Your Multimodal RAG Pipeline Should Look at Images Twice

Once at ingestion to make them findable. Again at retrieval to actually answer the question.

Here’s the standard advice for building a multimodal RAG system: take your PDF, extract images, run them through a vision model, store the summaries as text chunks, and move on. Every image gets one shot at being understood, and that understanding happens before a single user question has been asked.

This works fine until it doesn’t. And in production, it stops working exactly when it matters most.

I spent days building a multimodal RAG system for large financial document analysis. Hundreds of pages, dense tables, org charts, flow diagrams, trend graphs. The kind of documents where a single image might contain the answer to 15 completely different questions, and a generic summary captures maybe two of them.

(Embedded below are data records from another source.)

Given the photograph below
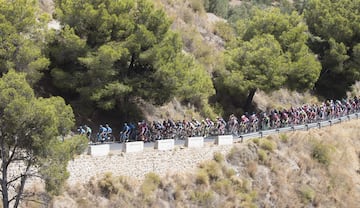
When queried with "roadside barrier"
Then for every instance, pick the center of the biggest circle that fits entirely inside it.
(194, 142)
(198, 142)
(133, 146)
(224, 139)
(166, 144)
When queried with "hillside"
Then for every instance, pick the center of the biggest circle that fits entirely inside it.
(318, 168)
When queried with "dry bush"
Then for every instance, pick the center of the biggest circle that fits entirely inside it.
(307, 194)
(242, 155)
(202, 198)
(223, 187)
(224, 30)
(197, 6)
(151, 183)
(267, 144)
(218, 157)
(213, 169)
(202, 177)
(262, 156)
(252, 168)
(321, 152)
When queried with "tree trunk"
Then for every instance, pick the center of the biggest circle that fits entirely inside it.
(4, 189)
(22, 185)
(247, 106)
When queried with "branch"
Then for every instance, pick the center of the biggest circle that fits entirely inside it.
(12, 153)
(14, 179)
(22, 185)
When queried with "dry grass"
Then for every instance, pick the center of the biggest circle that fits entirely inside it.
(250, 176)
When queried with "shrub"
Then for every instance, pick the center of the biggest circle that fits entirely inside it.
(266, 144)
(262, 155)
(224, 30)
(307, 194)
(321, 152)
(213, 169)
(256, 141)
(252, 168)
(202, 198)
(202, 178)
(223, 186)
(107, 185)
(197, 6)
(151, 182)
(284, 138)
(218, 157)
(229, 172)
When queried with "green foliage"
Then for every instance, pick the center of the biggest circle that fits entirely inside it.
(335, 29)
(321, 152)
(197, 6)
(29, 133)
(224, 30)
(270, 52)
(120, 50)
(218, 7)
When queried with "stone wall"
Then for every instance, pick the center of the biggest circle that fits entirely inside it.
(139, 164)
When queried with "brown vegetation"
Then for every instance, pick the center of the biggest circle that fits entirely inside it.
(318, 168)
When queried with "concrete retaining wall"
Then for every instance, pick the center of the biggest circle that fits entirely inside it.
(194, 142)
(166, 144)
(99, 150)
(224, 140)
(133, 146)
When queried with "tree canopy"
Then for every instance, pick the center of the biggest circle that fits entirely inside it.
(28, 128)
(108, 51)
(336, 34)
(271, 52)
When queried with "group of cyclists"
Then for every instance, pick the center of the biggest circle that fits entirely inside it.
(246, 123)
(103, 135)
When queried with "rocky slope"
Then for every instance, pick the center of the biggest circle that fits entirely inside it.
(316, 168)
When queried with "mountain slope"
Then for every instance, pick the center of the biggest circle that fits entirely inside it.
(316, 168)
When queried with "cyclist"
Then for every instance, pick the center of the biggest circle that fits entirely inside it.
(88, 131)
(124, 134)
(108, 131)
(81, 130)
(102, 133)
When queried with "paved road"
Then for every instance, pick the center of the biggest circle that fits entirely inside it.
(209, 140)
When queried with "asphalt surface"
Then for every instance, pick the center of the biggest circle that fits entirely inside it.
(211, 140)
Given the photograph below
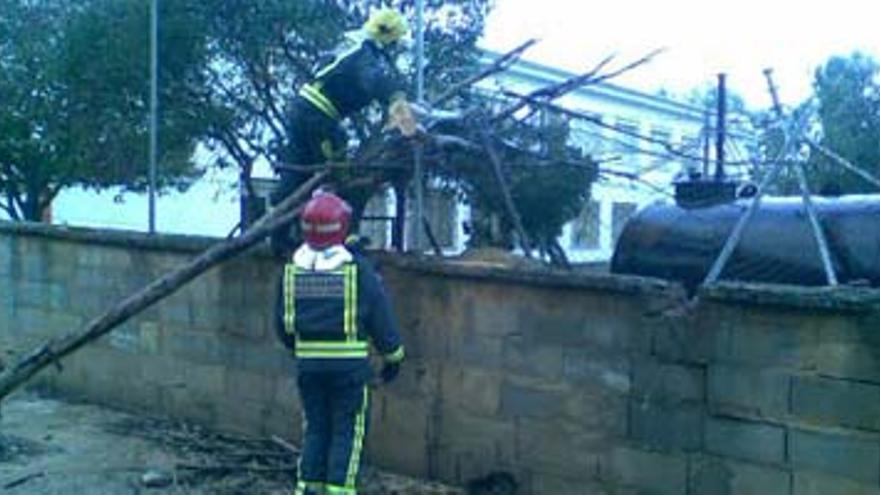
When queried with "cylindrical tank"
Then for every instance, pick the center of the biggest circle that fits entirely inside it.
(667, 241)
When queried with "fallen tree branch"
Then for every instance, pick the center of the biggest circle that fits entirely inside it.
(512, 212)
(498, 65)
(55, 349)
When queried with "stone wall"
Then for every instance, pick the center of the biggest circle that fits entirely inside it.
(573, 383)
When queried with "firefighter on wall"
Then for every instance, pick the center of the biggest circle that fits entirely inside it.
(355, 79)
(331, 306)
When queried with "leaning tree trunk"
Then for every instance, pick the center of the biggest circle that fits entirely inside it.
(18, 373)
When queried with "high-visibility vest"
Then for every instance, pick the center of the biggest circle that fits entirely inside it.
(320, 310)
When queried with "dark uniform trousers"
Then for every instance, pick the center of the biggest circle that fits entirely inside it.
(337, 415)
(329, 318)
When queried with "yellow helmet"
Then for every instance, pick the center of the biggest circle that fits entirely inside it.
(385, 26)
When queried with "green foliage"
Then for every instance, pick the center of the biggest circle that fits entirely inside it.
(75, 107)
(848, 94)
(75, 89)
(549, 179)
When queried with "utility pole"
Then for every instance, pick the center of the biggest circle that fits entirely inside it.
(154, 105)
(418, 171)
(721, 128)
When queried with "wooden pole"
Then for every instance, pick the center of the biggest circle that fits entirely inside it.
(53, 350)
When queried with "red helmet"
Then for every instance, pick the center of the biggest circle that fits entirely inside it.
(325, 220)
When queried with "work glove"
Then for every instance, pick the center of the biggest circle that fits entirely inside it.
(390, 371)
(402, 118)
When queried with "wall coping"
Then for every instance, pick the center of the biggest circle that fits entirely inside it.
(841, 298)
(118, 238)
(538, 275)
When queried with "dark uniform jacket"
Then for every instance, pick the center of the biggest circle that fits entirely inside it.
(329, 318)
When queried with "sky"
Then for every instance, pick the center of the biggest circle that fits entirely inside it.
(701, 39)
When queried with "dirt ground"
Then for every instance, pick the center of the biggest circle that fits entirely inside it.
(49, 446)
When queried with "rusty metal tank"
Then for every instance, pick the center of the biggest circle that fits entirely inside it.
(668, 241)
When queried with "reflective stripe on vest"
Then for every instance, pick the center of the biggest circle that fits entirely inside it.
(312, 93)
(348, 345)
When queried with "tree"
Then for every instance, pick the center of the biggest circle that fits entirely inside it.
(75, 92)
(847, 90)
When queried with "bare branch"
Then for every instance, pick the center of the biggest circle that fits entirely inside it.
(499, 65)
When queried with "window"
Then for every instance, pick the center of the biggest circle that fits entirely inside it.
(585, 228)
(441, 211)
(661, 159)
(620, 213)
(588, 136)
(376, 223)
(627, 136)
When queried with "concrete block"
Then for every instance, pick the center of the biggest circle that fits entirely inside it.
(609, 371)
(490, 315)
(853, 359)
(715, 476)
(531, 401)
(651, 472)
(772, 340)
(241, 416)
(262, 358)
(559, 447)
(809, 483)
(474, 390)
(597, 410)
(843, 455)
(567, 321)
(463, 347)
(175, 311)
(683, 339)
(399, 434)
(745, 440)
(191, 404)
(746, 390)
(659, 426)
(248, 386)
(837, 402)
(553, 484)
(469, 446)
(658, 382)
(194, 347)
(539, 360)
(209, 380)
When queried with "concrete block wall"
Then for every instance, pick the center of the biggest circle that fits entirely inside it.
(573, 383)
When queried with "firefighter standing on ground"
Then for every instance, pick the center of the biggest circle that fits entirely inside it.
(365, 74)
(331, 305)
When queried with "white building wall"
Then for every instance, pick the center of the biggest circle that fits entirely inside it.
(211, 207)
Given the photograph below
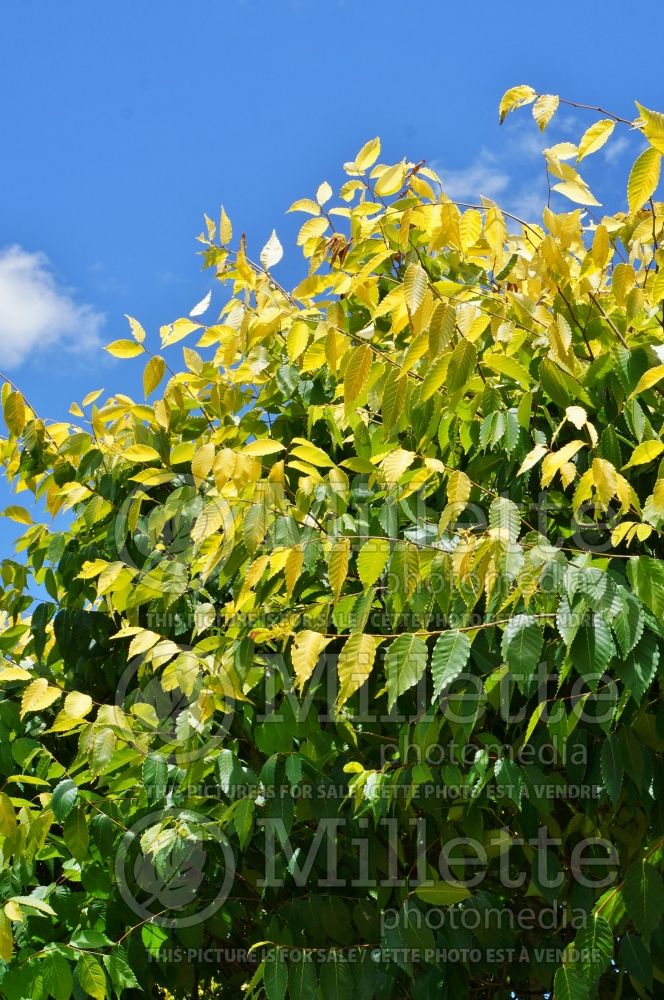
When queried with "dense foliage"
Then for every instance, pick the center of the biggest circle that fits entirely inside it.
(346, 649)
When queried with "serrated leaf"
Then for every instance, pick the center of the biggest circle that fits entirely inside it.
(38, 695)
(302, 979)
(448, 660)
(368, 155)
(569, 985)
(442, 893)
(522, 647)
(275, 976)
(337, 564)
(355, 664)
(638, 670)
(153, 374)
(372, 560)
(591, 650)
(513, 98)
(461, 366)
(356, 374)
(415, 285)
(595, 137)
(405, 663)
(643, 178)
(305, 651)
(91, 976)
(272, 252)
(140, 453)
(544, 109)
(125, 349)
(64, 796)
(612, 767)
(643, 892)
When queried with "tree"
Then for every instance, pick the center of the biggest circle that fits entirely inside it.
(342, 677)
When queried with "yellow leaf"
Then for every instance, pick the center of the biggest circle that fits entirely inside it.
(225, 228)
(513, 98)
(312, 229)
(372, 560)
(576, 191)
(415, 285)
(338, 565)
(92, 396)
(356, 373)
(202, 462)
(140, 453)
(124, 349)
(368, 155)
(77, 705)
(354, 665)
(595, 137)
(310, 453)
(15, 674)
(293, 568)
(305, 205)
(305, 652)
(6, 938)
(653, 126)
(644, 453)
(396, 464)
(648, 380)
(555, 460)
(643, 178)
(265, 446)
(272, 252)
(544, 109)
(391, 180)
(137, 330)
(38, 695)
(173, 332)
(324, 193)
(153, 374)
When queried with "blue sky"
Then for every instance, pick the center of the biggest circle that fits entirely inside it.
(123, 122)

What I ended up building uses two separate vision language models (VLMs) at two different stages of the pipeline. A lightweight VLM generates summaries during ingestion for indexing and retrieval. A more powerful VLM re-reads the actual image at retrieval time, with the user’s question in hand, to extract exactly the information that matters. The VLM output then gets injected as text into the same context window as all the text and table chunks, so a single text LLM makes the final answer with the full picture.

This article walks through why this pattern exists, how it works architecturally, what the trade-offs are, and where it actually makes a difference.

The Problem with Ingestion-Time Image Summaries

Let me give you a concrete example. Imagine a large company’s annual report with an organizational chart on page 12. It shows the CEO at the top, connected to various department heads via reporting lines, with teams and sub-teams branching off each one.

During ingestion, a VLM looks at this chart and produces something like:

“Organizational chart showing CEO at the top with reporting lines to several department heads including VP Engineering, VP Sales, VP Operations, Chief Financial Officer. Each department has teams and sub-teams below them.”

That’s a perfectly reasonable summary. It captures the visual type, the main entities, and the general structure. It would be helpful if someone asked “what departments does the company have?” or “what kind of chart is on page 12?”

But now consider these questions:

  • “Which teams directly report to the VP of Engineering?”
  • “Does the CFO have oversight over any operations-related teams?”
  • “Trace the reporting path from the Data Platform team to the CEO.”

The ingestion summary doesn’t answer any of these. It mentions the VP of Engineering by name but doesn’t list what’s below them. It doesn’t mention the Data Platform team at all. The summary is too high-level because, at ingestion time, there was no way to know which specific connections and entities would matter.

This is the fundamental issue: ingestion-time summaries are question-agnostic, but good answers are question-specific.

The same problem shows up with financial tables rendered as images, trend charts with data points, process flow diagrams, and basically any visual element where the density of information exceeds what a single generic prompt can reasonably extract.

The Standard Approaches and Where They Fall Short

The multimodal RAG space has been moving fast. ColPali, VisRAG, and similar approaches treat document pages as images and embed them directly using vision-language models, skipping text extraction entirely. These are exciting for retrieval, but they still need a VLM to generate the final answer from the retrieved page images.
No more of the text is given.